You don’t have to be a book enthusiast to be aware of the acronym ISBN, many people will have heard of it even if they have no knowledge of what it stands for. This year marks 50 years since the International Standard Book Number was rolled out worldwide. To celebrate we are taking a look at its history, which is far more interesting than a handful of numbers around a bar code have any right to be!
It was an unusual, and very British, affair beginning in the mid-sixties with a bookshop and a wartime code breaker. In 1965 the British bookseller and stationers W.H. Smith was constructing a giant warehouse and needed a system with which to catalogue the vast collection of books that existed, and more importantly for them was a way to efficiently do so with the use of computers. Previously there had been forms of cataloguing printed works but nothing particularly efficient. J. Whitaker and Sons, publisher of Whitaker’s Almanack, had been publishing British Books in Print since 1874 under the name of Reference Catalogue of Current Literature. These annual volumes were, exactly as the titles suggest, lists of publications which, although useful for reference, would not be particularly helpful to the more modern needs of the time. In stepped Frederic Gordon Foster, an Irish computer engineer and professor of statistics who had been recruited by MI6 during World War 2 to work on code breaking at the famous Bletchley Park. After the war, whilst lecturing at the University of Manchester, Foster met famous codebreaker Alan Turing who in turn asked Foster to aid his work on the Manchester Mark I computer. Foster used his knowledge and skills to create a 9 digit system known as Standard Book Numbering or SBN.
At first, there were some dissenting voices within the publishing world who were none too keen on change, however with a report written by Foster on the potential benefits of such a system the support soon outweighed the naysayers. The SBN system was rolled out in England during 1967 and by the end of 1967, all books printed in the UK had been numbered. In 1968 The International Organisation for Standardisation met in London to discuss adopting the British SBN for international use, the United States of America began to use the SBN the same year. This usage was approved and the IOS developed a 10 digit system based on Foster’s SBN, coming up with what we know as ISBN. This was implemented in 1970 and is now the global identifier for books used in over 150 countries.

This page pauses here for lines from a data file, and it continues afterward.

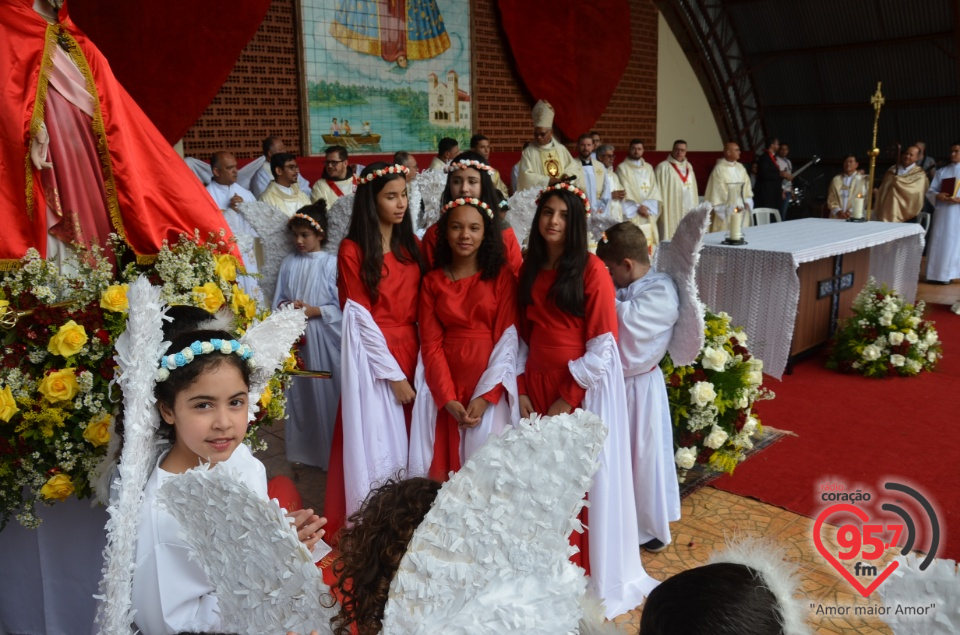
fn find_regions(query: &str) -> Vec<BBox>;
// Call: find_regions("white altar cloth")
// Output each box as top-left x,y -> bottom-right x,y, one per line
696,219 -> 924,379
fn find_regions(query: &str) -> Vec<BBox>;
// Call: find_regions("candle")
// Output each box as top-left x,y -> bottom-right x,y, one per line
729,208 -> 743,240
851,194 -> 865,219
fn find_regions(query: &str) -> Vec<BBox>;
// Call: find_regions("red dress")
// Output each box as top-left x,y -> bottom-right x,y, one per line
421,222 -> 524,275
519,253 -> 618,571
323,238 -> 421,540
419,267 -> 518,480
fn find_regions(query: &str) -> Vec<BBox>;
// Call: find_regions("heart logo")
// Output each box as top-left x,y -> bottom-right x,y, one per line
497,0 -> 632,139
813,504 -> 900,597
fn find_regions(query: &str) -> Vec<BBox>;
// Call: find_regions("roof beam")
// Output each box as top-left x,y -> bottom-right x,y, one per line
764,95 -> 958,111
751,31 -> 952,59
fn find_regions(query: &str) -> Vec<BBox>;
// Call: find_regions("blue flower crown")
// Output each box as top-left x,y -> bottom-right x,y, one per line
156,338 -> 254,382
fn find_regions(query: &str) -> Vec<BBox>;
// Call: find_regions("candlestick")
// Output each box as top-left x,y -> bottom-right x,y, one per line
729,209 -> 743,240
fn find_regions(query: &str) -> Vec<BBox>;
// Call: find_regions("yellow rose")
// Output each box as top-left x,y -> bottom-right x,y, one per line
259,384 -> 272,408
215,254 -> 240,283
83,414 -> 112,447
0,385 -> 19,422
100,284 -> 129,313
40,473 -> 75,502
0,299 -> 9,317
283,354 -> 297,372
47,320 -> 88,358
230,284 -> 257,320
193,282 -> 226,313
38,369 -> 80,403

The benefits of the ISBN are the unique codes given not only to each title but every edition and variant of each title excluding reprints. This huge searchable list allows the coding, tracking and searching of each publication whether it be first editions, paperbacks, international edition and even ebooks. The industry embracing the system has also led to numerous other fringe benefits such as bestseller lists which helps not only the industry but also the consumer. In 2007 the ISBN once again upgraded to a 13 digit numerical system (after running out of 10 digit combinations) to continue the exhaustive cataloguing of the ever-expanding publishing world and all thanks to a stationers’ need for modernisation with a little help from an Irish statistician.